BlankGrabber Stealer and Muddy Water Analytics: Expanded detection coverage for BlankGrabber, a Windows-based information stealer used to harvest browser credentials, cryptocurrency wallets, and authentication tokens, by tagging existing analytics and introducing new detections focused on browser data access, suspicious registry queries, WMI reconnaissance, and defense evasion behaviors such as PowerShell exclusion tampering. This update enhances visibility into credential harvesting, data staging, and stealthy exfiltration activity commonly associated with phishing-delivered stealers and cracked software infections, helping defenders detect and respond to early-stage compromise before widespread account takeover or financial theft occurs.

Lotus Blossom (Chrysalis Backdoor) Supply Chain Attack: Added new detection coverage for the Lotus Blossom (Billbug) APT group's Chrysalis backdoor campaign, which leveraged a Notepad++ supply chain compromise (June–December 2025) to target government, financial, and IT sectors. This release introduces detections for Bitdefender DLL sideloading abuse, BluetoothService-based persistence, and TinyCC shellcode execution, along with tagging existing analytics for system and user discovery behaviors observed across multiple infection chains.

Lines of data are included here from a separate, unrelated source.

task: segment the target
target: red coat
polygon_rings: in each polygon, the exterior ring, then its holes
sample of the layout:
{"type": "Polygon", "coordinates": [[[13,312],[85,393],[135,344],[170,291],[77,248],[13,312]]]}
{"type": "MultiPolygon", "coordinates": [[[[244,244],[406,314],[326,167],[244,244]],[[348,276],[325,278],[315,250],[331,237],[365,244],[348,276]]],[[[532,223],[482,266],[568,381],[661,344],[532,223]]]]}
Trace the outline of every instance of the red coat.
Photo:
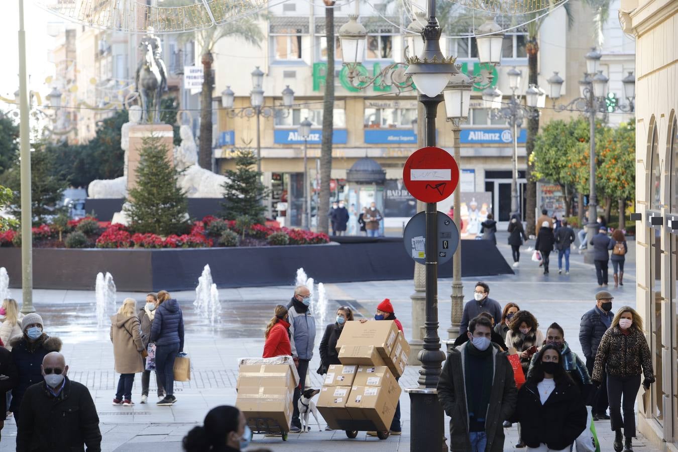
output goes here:
{"type": "Polygon", "coordinates": [[[279,319],[273,325],[268,331],[268,337],[264,344],[263,358],[292,356],[292,347],[290,344],[290,334],[287,332],[289,327],[290,324],[282,319],[279,319]]]}

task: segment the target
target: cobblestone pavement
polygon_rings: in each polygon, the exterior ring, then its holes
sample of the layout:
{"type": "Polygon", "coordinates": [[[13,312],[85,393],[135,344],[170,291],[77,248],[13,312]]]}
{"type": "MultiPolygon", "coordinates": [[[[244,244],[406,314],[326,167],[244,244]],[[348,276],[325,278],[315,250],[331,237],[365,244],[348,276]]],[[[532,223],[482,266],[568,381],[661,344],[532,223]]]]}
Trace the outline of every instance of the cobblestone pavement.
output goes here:
{"type": "MultiPolygon", "coordinates": [[[[498,247],[510,259],[511,251],[505,234],[498,234],[498,247]]],[[[528,242],[529,245],[531,243],[528,242]]],[[[632,251],[634,247],[629,247],[632,251]]],[[[582,314],[593,304],[593,295],[598,289],[593,266],[583,263],[580,255],[572,256],[569,275],[558,274],[557,259],[551,260],[552,273],[545,276],[536,265],[530,261],[530,251],[525,248],[521,266],[515,275],[492,276],[483,279],[490,285],[490,296],[502,304],[514,301],[523,309],[532,311],[543,329],[553,321],[563,327],[566,340],[576,352],[580,351],[578,333],[582,314]]],[[[635,306],[635,270],[633,254],[627,262],[627,283],[624,287],[610,289],[615,296],[616,306],[635,306]]],[[[96,326],[94,317],[93,291],[36,290],[34,300],[37,312],[43,315],[45,331],[60,336],[64,341],[63,352],[70,367],[73,379],[85,384],[95,399],[104,434],[104,451],[180,451],[182,437],[193,427],[202,422],[210,408],[235,401],[235,386],[237,373],[237,359],[243,356],[258,356],[263,348],[263,333],[266,323],[271,316],[273,307],[287,302],[292,296],[292,283],[296,269],[285,269],[290,273],[290,285],[261,288],[228,289],[220,290],[222,302],[221,321],[210,325],[193,311],[192,302],[195,292],[176,292],[172,295],[180,301],[186,323],[186,350],[192,364],[190,382],[176,383],[175,394],[178,402],[173,407],[155,405],[155,382],[151,379],[151,403],[138,403],[140,397],[140,378],[137,375],[133,391],[132,407],[113,407],[111,402],[117,384],[117,374],[113,370],[113,348],[108,339],[108,328],[96,326]]],[[[312,271],[308,271],[313,276],[312,271]]],[[[440,275],[443,276],[445,275],[440,275]]],[[[10,275],[12,276],[12,275],[10,275]]],[[[115,277],[115,275],[114,275],[115,277]]],[[[478,279],[464,279],[464,292],[470,299],[473,285],[478,279]]],[[[439,281],[439,333],[447,337],[450,326],[451,279],[439,281]]],[[[384,297],[391,300],[398,318],[406,332],[412,331],[412,303],[410,295],[414,291],[412,281],[370,281],[325,285],[328,304],[325,319],[317,315],[319,325],[334,317],[334,310],[342,304],[351,304],[361,315],[371,316],[377,304],[384,297]]],[[[20,291],[14,290],[20,299],[20,291]]],[[[132,296],[137,300],[144,293],[119,293],[118,299],[132,296]]],[[[316,308],[316,310],[319,310],[316,308]]],[[[322,327],[318,327],[319,335],[322,327]]],[[[409,334],[409,333],[408,333],[409,334]]],[[[317,337],[317,344],[320,337],[317,337]]],[[[309,373],[309,385],[321,386],[320,376],[315,373],[318,356],[314,357],[309,373]]],[[[403,388],[416,386],[418,367],[410,366],[400,379],[403,388]]],[[[290,435],[283,442],[279,437],[255,436],[255,446],[265,447],[273,451],[332,451],[351,447],[354,450],[410,451],[410,403],[407,394],[401,397],[403,435],[391,436],[380,441],[367,437],[361,432],[355,439],[348,439],[344,432],[314,430],[310,433],[290,435]]],[[[446,419],[447,424],[449,419],[446,419]]],[[[603,452],[612,451],[614,435],[605,422],[596,423],[603,452]]],[[[321,419],[321,428],[325,424],[321,419]]],[[[517,441],[515,426],[506,429],[504,450],[511,451],[517,441]]],[[[9,418],[2,431],[0,452],[14,450],[16,426],[9,418]]],[[[525,449],[515,449],[521,451],[525,449]]],[[[639,438],[637,451],[654,450],[639,438]]]]}

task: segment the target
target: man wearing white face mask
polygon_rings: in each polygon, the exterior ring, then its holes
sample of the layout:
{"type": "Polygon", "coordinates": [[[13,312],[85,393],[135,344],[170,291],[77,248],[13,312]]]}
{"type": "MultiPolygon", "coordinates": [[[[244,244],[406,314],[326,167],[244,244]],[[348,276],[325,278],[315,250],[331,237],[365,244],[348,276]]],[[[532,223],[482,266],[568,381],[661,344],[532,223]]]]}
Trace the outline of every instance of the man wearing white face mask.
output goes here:
{"type": "Polygon", "coordinates": [[[96,407],[87,387],[66,376],[64,355],[48,353],[41,369],[45,380],[28,388],[21,404],[17,452],[101,451],[96,407]]]}
{"type": "Polygon", "coordinates": [[[468,323],[468,342],[453,348],[443,366],[438,399],[451,417],[450,450],[504,450],[504,421],[515,409],[513,370],[506,353],[492,345],[492,324],[479,316],[468,323]]]}
{"type": "Polygon", "coordinates": [[[490,286],[487,284],[483,281],[476,283],[473,297],[475,300],[466,302],[464,306],[462,321],[459,324],[459,335],[466,334],[469,321],[481,312],[487,312],[494,319],[502,318],[502,306],[496,300],[490,297],[490,286]]]}

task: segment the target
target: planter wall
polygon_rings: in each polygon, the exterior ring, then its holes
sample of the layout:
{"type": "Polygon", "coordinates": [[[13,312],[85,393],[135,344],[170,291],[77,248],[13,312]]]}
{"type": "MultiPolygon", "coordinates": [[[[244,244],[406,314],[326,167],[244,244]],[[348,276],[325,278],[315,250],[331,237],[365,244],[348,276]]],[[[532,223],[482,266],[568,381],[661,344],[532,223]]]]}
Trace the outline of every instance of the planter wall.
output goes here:
{"type": "MultiPolygon", "coordinates": [[[[300,267],[325,283],[409,279],[414,271],[401,239],[247,248],[34,248],[33,286],[92,290],[96,274],[110,272],[120,291],[193,290],[206,264],[219,287],[292,285],[300,267]]],[[[7,268],[10,286],[20,287],[21,249],[0,248],[0,266],[7,268]]],[[[489,241],[463,240],[462,272],[479,276],[513,272],[489,241]]],[[[452,273],[451,263],[440,266],[441,277],[452,273]]]]}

These updates improve visibility into stealthy execution, persistence mechanisms, and post-compromise reconnaissance associated with sophisticated supply chain intrusions and staged payload delivery.

Standardized Risk Scoring Across Detections: Implemented consistent risk scoring across all analytics by assigning a score of 50 for TTP detections and 20 for anomaly-based detections, improving prioritization, correlation, and alert triage across detection workflows.